La couleur rouge est élaborée à partir de l’acide carminique (E120). Ce colorant est soit synthétisé, soit fabriqué à partir d’insectes écrasés (cochenilles). Toxique, il peut engendrer différents symptômes comme : asthme, hyperactivité, urticaire, eczéma et insomnies. Il est également suspecté de causer de l’hyperactivité chez les enfants.



Le jaune

Pour la couleur jaune, M&M’s utilisait le E110, un colorant jaune azoïque très toxique, qui est interdit en Norvège et en Finlande. Heureusement, en France cet ingrédient est remplacé par la curcumine, un colorant jaune d’origine naturelle, considéré comme inoffensif.


Le bleu

La couleur bleue est obtenue avec le colorant "bleu brillant FCF" (E133). Après avoir été interdit dans de nombreux pays européens, ce colorant synthétique a finalement été autorisé dans toute l’Union Européenne. Sa consommation présentant divers risques : allergies, hyperactivité, asthme... il est fortement déconseillé et plus particulièrement chez les enfants.


Le marron

Pour obtenir la couleur marron, il suffit de mélanger le bleu et le jaune et d’ajouter beaucoup de rouge.


Le orange

La couleur orange quant à elle est un mélange de rouge et de jaune. Toutefois, en France, M&M’s utilise de la bêta-carotène (E160a) pour obtenir la couleur orange. Ce colorant naturel ne présente aucun risque.


Le vert

Enfin, le vert est un mélange de bleu et de jaune.




Au-delà des colorants...

Pour mieux fixer le colorant, l’enrobage sucré des M&M’s contient également un colorant blanc, le dioxyde de titane (E171). Il s’agit de la combinaison de deux atomes d’oxygènes avec du titane. Le dioxyde de titane présente des risques, il est suspecté d’être cancérogène et il peut être produit sous forme de nano-particules.
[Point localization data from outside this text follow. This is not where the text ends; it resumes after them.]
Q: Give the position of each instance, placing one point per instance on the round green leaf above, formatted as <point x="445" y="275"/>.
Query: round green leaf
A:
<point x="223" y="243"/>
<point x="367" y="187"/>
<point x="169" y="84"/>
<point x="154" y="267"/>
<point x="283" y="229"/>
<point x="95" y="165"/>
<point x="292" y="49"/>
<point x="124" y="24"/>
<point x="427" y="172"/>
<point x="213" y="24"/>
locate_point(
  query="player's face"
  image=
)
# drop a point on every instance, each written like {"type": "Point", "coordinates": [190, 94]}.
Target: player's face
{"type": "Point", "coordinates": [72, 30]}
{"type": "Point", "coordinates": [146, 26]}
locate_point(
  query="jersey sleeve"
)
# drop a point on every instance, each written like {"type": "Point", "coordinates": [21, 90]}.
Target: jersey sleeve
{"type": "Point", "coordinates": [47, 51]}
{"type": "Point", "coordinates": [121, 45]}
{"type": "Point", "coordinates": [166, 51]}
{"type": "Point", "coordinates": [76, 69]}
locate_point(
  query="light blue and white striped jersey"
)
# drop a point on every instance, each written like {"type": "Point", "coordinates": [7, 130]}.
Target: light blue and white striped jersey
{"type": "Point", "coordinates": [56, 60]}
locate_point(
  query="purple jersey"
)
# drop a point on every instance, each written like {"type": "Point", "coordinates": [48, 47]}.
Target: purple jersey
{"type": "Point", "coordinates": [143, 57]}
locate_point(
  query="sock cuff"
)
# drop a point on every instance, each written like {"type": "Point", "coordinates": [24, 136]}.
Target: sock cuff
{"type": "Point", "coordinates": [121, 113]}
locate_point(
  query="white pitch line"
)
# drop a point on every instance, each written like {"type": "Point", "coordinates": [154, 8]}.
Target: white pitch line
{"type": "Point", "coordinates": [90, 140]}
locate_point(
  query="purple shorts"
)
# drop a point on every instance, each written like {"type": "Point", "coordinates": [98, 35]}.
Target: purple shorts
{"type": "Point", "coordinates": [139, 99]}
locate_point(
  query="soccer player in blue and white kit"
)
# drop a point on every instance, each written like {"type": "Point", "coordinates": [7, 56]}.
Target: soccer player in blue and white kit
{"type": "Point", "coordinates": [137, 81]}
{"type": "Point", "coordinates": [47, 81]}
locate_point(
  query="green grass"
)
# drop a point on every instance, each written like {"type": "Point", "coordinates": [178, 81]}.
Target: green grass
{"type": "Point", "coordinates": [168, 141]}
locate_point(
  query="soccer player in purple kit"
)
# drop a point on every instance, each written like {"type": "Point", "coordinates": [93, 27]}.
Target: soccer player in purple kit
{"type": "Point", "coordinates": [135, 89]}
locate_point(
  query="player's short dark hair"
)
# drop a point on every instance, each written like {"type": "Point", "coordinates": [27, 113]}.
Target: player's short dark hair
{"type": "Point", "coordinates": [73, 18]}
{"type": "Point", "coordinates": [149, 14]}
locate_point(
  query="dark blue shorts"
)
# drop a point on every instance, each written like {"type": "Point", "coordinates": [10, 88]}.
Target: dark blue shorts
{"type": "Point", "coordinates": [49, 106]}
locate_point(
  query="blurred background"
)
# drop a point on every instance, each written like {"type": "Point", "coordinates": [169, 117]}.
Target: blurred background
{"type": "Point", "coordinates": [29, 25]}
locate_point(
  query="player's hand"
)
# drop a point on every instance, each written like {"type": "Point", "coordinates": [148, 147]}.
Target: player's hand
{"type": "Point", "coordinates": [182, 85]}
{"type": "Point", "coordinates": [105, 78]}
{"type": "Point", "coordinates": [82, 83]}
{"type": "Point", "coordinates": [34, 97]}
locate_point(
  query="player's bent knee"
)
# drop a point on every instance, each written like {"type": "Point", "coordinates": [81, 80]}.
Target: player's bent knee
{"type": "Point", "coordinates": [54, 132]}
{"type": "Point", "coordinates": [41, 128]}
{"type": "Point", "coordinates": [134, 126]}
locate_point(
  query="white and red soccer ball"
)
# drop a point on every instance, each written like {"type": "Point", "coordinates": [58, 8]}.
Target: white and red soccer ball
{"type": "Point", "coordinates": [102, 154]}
L’impact des nanoparticules sur la santé est pointé du doigt par de nombreuses études. L’Affsa affirme que : « la prudence s’impose à l’égard de l’utilisation de nanotechnologies et/ou nanoparticules en alimentation humaine et animale ».


En effet, notre organisme n’étant pas habitué aux nanoparticules, celles-ci bénéficient de plus grandes propriétés de pénétration. En raison de leur petite taille, elles franchissent aisément la barrière gastro-intestinale et se répandent dans tout l’organisme via le sang. Elles s’accumulent ensuite dans certains organes comme le foie, la rate, l’estomac, les poumons et le cerveau.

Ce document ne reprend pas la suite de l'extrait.